Emotion recognition models using audio input data can enable the development of interactive systems with applications in mental healthcare, marketing, gaming, and social media analysis. While the field of affective computing using audio data is rich, a major barrier to achieve consistently high-performance models is the paucity of available training labels. Self-supervised learning (SSL) is a family of methods which can learn despite a scarcity of supervised labels by predicting properties of the data itself. To understand the utility of self-supervised learning for audio-based emotion recognition, we have applied self-supervised learning pre-training to the classification of emotions from the CMU- MOSEI's acoustic modality. Unlike prior papers that have experimented with raw acoustic data, our technique has been applied to encoded acoustic data. Our model is first pretrained to uncover the randomly-masked timestamps of the acoustic data. The pre-trained model is then fine-tuned using a small sample of annotated data. The performance of the final model is then evaluated via several evaluation metrics against a baseline deep learning model with an identical backbone architecture. We find that self-supervised learning consistently improves the performance of the model across all metrics. This work shows the utility of self-supervised learning for affective computing, demonstrating that self-supervised learning is most useful when the number of training examples is small, and that the effect is most pronounced for emotions which are easier to classify such as happy, sad and anger. This work further demonstrates that self-supervised learning works when applied to embedded feature representations rather than the traditional approach of pre-training on the raw input space.
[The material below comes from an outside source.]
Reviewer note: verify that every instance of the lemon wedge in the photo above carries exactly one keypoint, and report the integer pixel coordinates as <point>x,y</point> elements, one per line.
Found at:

翻译：情感识别模型利用音频输入数据可推动交互系统在心理健康、市场营销、游戏及社交媒体分析等领域的应用。尽管基于音频数据的情感计算领域研究丰富，但实现持续高性能模型的主要障碍在于可用训练标签的匮乏。自监督学习是一类通过在数据自身属性上进行预测，从而在监督标签稀缺情况下仍能进行学习的方法。为探究自监督学习在音频情感识别中的效用，我们将自监督学习预训练应用于CMU-MOSEI语料库声学模态的情感分类任务。与先前使用原始声学数据的研究不同，我们的技术应用于编码后的声学数据。模型首先通过预训练学习恢复随机掩码的声学数据时间戳，随后利用少量标注数据进行微调。最终模型性能通过多项评估指标与具有相同骨干架构的基准深度学习模型对比。研究发现自监督学习在所有指标上均能持续提升模型性能。本工作揭示了自监督学习在情感计算中的效用，证明当训练样本数量较少时自监督学习最具价值，且对快乐、悲伤、愤怒等易于分类的情绪效果最为显著。此外，本研究进一步证明自监督学习可应用于嵌入特征表示，而非局限于传统原始输入空间的预训练方式。